Возражение Кюхельбекеру по поводу его статей «О направлении нашей поэзии» и «Разговор с г. Булгариным», а именно — по поводу неверной оценки Кюхельбекером значения вдохновения в поэтическом творчестве, Пушкин, кажется, здесь взял примером конкретного вдохновения самого автора статей, своего друга, вдохновение которого, особенно в лицейские годы, и впрямь часто не чуждо было восторга. Именно она, восторженная природа вдохновенности, из экзальтированности самой натуры Кюхли мешала ему в его творческой юности. Он всю жизнь дорожил — как драгоценным даром судьбы — любовью и дружбой Пушкина. Пушкин не ошибся в своем друге, он был подлинным поэтом. И не рыцарское ли служение правде и свободе поэзии привело его на Сенатскую площадь, в ряды декабристов, для рыцарского служения правде и свободе России? И все же: «Статьи сии написаны человеком ученым и умным. Правый или неправый, он везде прилагает причины своего образа мысли и даже доказательства своих суждений… Никто не стал опровергать его, потому ли, что все с ним согласились, потому ли, что не хотели связаться с таким смелым атлетом».
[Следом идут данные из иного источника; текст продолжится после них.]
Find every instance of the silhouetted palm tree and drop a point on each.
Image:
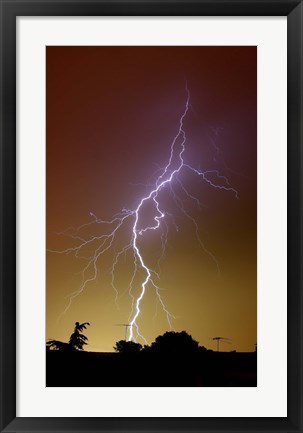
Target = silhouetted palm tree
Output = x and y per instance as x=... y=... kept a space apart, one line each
x=76 y=341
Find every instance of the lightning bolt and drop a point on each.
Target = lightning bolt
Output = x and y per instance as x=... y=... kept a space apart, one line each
x=93 y=248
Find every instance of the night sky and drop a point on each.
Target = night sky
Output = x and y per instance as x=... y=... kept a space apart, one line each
x=111 y=116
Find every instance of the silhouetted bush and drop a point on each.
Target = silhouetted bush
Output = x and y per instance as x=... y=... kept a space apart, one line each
x=127 y=347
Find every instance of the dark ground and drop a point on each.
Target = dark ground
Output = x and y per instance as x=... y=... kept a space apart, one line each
x=145 y=369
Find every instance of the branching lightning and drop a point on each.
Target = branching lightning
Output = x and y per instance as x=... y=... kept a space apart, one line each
x=92 y=249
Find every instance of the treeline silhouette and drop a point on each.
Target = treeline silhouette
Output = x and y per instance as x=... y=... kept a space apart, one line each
x=173 y=359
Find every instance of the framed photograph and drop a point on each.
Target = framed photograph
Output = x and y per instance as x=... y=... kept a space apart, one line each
x=151 y=216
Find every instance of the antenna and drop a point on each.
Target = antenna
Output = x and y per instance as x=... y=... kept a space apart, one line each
x=126 y=325
x=223 y=339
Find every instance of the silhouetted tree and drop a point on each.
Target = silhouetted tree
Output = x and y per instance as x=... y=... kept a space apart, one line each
x=76 y=341
x=175 y=342
x=58 y=345
x=127 y=347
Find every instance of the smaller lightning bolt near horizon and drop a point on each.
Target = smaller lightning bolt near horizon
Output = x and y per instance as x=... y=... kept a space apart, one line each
x=143 y=278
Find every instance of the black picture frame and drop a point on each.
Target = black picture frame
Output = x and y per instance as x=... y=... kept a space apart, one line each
x=10 y=9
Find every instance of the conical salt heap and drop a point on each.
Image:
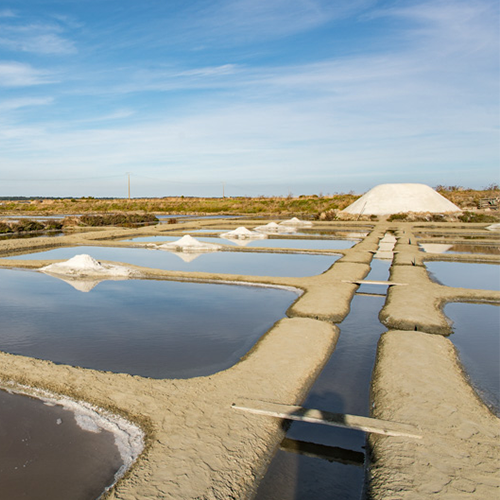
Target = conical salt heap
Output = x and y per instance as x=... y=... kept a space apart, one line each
x=386 y=199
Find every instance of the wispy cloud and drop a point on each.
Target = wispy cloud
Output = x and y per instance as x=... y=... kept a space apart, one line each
x=15 y=74
x=24 y=102
x=7 y=13
x=36 y=38
x=245 y=20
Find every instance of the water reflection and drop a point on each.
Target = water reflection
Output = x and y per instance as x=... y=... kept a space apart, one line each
x=465 y=274
x=300 y=244
x=46 y=454
x=343 y=387
x=156 y=329
x=460 y=248
x=476 y=330
x=246 y=263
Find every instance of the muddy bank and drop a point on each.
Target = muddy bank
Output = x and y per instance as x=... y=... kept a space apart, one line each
x=197 y=446
x=418 y=380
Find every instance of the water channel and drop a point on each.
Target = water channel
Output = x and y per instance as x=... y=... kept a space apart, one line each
x=158 y=329
x=328 y=462
x=47 y=454
x=246 y=263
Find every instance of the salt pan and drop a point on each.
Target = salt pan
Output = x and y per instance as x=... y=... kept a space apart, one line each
x=189 y=244
x=242 y=233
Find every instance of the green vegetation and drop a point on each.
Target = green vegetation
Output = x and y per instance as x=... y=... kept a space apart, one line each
x=478 y=217
x=125 y=220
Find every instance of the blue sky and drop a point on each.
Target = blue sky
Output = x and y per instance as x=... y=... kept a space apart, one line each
x=263 y=97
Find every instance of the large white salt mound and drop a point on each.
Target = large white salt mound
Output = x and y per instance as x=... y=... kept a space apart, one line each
x=296 y=222
x=272 y=227
x=85 y=265
x=242 y=233
x=386 y=199
x=189 y=244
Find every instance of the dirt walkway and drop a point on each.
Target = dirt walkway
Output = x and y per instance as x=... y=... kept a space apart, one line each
x=199 y=447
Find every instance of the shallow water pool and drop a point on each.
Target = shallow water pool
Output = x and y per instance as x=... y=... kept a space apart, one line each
x=460 y=248
x=45 y=454
x=465 y=274
x=301 y=244
x=158 y=329
x=245 y=263
x=476 y=334
x=337 y=471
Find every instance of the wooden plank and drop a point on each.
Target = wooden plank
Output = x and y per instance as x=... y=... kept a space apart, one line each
x=314 y=416
x=370 y=282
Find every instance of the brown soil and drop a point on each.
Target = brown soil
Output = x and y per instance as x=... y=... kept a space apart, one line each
x=199 y=447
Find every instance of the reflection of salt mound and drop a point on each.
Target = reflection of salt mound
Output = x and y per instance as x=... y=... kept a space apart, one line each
x=82 y=285
x=85 y=265
x=435 y=247
x=187 y=256
x=272 y=227
x=189 y=244
x=242 y=233
x=294 y=222
x=386 y=247
x=387 y=199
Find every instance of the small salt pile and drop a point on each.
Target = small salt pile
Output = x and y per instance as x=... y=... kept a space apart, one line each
x=242 y=233
x=85 y=265
x=273 y=228
x=189 y=244
x=296 y=222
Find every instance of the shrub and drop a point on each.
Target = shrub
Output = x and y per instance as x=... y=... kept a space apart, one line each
x=475 y=217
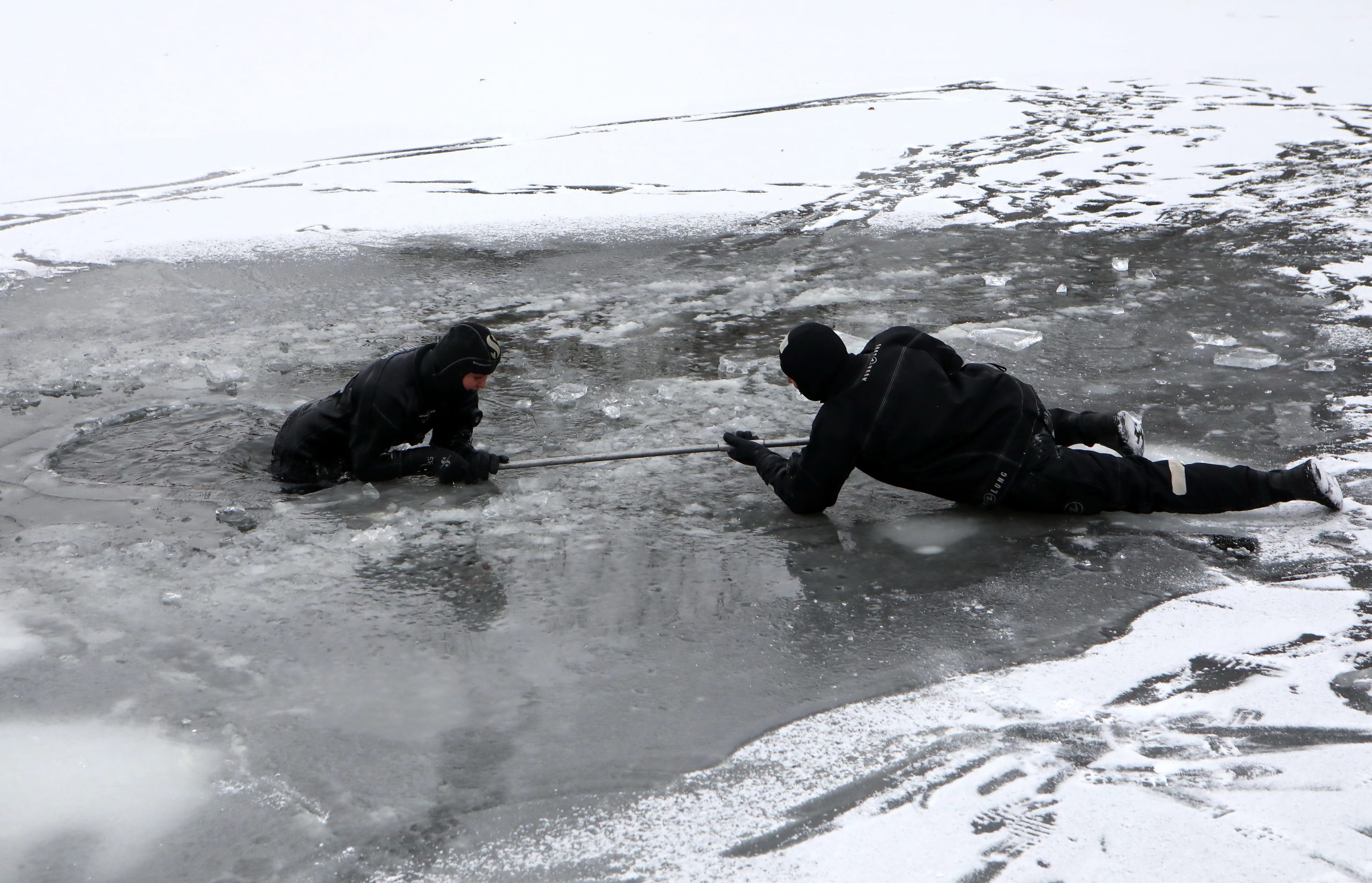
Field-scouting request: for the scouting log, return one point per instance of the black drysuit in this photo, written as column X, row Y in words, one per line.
column 912, row 414
column 352, row 432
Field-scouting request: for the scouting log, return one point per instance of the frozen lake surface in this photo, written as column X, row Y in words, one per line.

Все же, думается, тут у Пушкина, особенно в «не хотели связаться с таким смелым атлетом», сказалось еще лицейское, добродушно-шутливое, иронично-доброжелательное отношение к другу, к его постоянному (на всю жизнь) восторженному энтузиазму и бесконтрольной увлеченности, которые так мешали ему как в творчестве, так и в жизни. Достаточно вспомнить, что успешные лекции-чтения в Париже поэту пришлось прервать из-за того, что в увлеченности и по природной рассеянности схватил с кафедры лампу — вместо стакана с водой, — облил себя маслом, обжегся; а будучи на Сенатской площади, дважды стрелял (в великого князя Михаила Павловича и генерала Воинова) и дважды не смог сделать выстрела: пистолет давал осечку, а стрелявший и не заметил, как перед этим его друзья разряжали пистолет, ссыпая порох…
У судорожно-порывистого, не умевшего сдерживать своих чувств Кюхли — человека прекрасного чистосердечия и поборника справедливости, увы, восторг преобладал над вдохновением. Сам Кюхельбекер знал свою экстазную судорожность и писал о себе: «Характер мой… признаюсь к моему стыду — характер человека, который почти вовсе не жил в настоящем мире… который всегда увлекался первым сильным побуждением».